First of all, blinding can help to preclude the occurrence of differential co-interventions. For example, if the researchers have not been blinded, they may (subconsciously) devote extra time, attention or even apply additional diagnostic and therapeutic procedures to the group receiving the active treatment. This will, in turn, impact the results of the study. Equally, non-blinded participants who are receiving a placebo may actively seek out other treatments for themselves, which may influence the study findings. Employing the use of blinding can prevent this from happening.
Another key reason for blinding is to prevent biased assessment of outcome. When evaluating subjective outcome measures, knowledge of participants’ group allocations may influence non-blinded researchers, thereby incorrectly producing results that are more favourable of the treatment in question. Likewise, participants who are aware of their group allocations may also influence the findings, especially self-reported outcome measures. For instance, participants may selectively report information or change their behaviour to match what they believe the researchers are expecting to see. This is an experimental artefact known as demand characteristics.

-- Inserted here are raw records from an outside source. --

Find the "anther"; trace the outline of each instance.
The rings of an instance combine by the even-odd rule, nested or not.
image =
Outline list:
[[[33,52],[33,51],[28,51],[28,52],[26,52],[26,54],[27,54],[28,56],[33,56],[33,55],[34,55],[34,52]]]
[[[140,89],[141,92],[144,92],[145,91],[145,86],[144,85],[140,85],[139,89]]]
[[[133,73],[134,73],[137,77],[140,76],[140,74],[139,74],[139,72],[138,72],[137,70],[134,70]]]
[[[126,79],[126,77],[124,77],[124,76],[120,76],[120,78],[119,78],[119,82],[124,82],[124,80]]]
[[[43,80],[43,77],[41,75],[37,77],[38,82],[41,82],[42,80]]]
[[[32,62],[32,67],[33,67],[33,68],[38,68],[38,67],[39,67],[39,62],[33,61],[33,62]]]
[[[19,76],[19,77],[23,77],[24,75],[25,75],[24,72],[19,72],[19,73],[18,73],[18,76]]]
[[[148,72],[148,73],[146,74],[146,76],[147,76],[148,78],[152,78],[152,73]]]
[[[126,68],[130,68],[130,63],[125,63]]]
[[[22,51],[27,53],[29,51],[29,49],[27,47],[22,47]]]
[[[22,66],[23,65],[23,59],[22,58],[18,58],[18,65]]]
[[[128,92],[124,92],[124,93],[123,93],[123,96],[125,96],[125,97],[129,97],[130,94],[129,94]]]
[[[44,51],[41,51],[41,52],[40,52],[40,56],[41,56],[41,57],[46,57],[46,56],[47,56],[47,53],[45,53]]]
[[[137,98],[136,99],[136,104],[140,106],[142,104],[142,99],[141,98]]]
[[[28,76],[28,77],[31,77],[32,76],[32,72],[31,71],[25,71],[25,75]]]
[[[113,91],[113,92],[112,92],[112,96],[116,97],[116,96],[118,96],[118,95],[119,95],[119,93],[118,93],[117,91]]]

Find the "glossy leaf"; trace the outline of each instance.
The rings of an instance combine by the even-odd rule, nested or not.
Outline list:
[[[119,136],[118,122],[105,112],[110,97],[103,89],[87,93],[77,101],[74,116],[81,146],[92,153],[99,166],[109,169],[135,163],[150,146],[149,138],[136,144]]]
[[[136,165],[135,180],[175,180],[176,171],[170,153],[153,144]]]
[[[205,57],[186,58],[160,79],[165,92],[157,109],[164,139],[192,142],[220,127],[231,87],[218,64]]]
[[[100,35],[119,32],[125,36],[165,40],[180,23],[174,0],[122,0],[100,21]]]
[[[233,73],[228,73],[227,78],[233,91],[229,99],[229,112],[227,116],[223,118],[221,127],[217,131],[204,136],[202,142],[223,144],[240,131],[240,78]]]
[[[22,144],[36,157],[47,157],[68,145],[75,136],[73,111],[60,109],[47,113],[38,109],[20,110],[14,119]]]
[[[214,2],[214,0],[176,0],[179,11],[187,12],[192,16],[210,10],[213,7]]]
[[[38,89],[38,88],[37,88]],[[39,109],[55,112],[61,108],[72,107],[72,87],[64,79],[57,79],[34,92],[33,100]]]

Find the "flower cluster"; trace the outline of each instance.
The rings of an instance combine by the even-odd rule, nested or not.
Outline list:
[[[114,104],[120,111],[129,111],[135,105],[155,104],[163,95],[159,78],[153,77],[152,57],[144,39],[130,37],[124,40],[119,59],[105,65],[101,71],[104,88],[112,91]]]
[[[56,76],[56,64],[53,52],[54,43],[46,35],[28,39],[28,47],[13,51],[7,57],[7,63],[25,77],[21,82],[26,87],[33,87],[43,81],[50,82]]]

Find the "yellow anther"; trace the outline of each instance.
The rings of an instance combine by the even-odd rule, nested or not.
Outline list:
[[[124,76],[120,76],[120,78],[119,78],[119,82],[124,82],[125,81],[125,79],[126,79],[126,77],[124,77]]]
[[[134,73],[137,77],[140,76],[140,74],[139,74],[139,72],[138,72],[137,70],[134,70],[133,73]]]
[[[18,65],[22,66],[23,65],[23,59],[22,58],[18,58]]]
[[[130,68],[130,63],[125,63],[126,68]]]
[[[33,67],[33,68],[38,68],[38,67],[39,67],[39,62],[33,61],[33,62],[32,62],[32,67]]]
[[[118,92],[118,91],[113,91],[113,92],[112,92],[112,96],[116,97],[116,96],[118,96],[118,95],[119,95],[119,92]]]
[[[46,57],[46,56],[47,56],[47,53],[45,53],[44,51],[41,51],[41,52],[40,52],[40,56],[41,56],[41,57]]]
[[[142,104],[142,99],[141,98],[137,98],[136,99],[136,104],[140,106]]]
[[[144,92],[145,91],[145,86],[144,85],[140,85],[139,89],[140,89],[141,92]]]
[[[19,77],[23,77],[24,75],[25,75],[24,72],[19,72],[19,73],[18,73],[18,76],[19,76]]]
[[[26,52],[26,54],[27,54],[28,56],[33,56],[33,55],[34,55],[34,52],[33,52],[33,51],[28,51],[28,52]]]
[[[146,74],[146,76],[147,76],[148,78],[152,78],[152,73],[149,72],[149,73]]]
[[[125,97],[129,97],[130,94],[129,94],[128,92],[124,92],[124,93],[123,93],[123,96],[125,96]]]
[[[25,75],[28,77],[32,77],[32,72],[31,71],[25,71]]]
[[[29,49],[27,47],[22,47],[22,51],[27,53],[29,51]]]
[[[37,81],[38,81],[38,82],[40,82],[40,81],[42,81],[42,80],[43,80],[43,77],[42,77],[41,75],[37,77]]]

Even if objective outcome measures are used, bias may still be introduced by non-blinded data analysts selectively using and reporting statistical tests that make the treatment appear more effective than it is. If blinding is utilised throughout the whole trial, the risk of such biases affecting the results is considerably lower.
Indeed, a systematic review of 250 RCTs in the peer-reviewed Journal of the American Medical Association provides empirical evidence to support the use of blinding in RCTs. Schulz et al. report that trials that were not double-blind produced larger estimates of effects (p=0.01), with odds ratios being exaggerated by 17%, compared to blinded trials. This highlights the risk of bias present in non-blinded trials and serves a caution to readers of trial reports to be wary of such design flaws in RCTs.
As with anything, blinding must be applied properly if it is to be maximally effective. Hence, certain criteria should be fulfilled:
Of course, we do not live in an ideal world so there are situations where blinding cannot be applied because it would be unethical, or it is simply not possible for practical reasons. For example, if the intervention being investigated is a form of surgery, it would unethical to perform ‘fake’ surgery on the control group and impossible to prevent the clinician from knowing which subjects will be undergoing surgery!
Nevertheless, certain measures can be taken to minimise any potential bias. If it is impossible to blind all of the aforementioned team members, then one should blind as many of them as possible. Returning to the example of a surgical intervention, although it is not possible to blind the operator, independent outcome assessors who are unaware of participants’ group allocations may be employed. The risk of bias would be further reduced if they assessed objective outcome measures and avoided subjective measures as much as possible. Moreover, blinding should be applied until after the statistical analyses are complete. One way to ensure this is to simply assign non-identifying labels to each group e.g. group X and Y.
Blinding is a vital design feature of RCTs and is as important as randomisation in terms of minimising bias. Notwithstanding all the alternative measures applied to make up for the lack of blinding, it is imperative that researchers acknowledge this particular limitation of their study and discuss the biases that may arise as a result in the published report.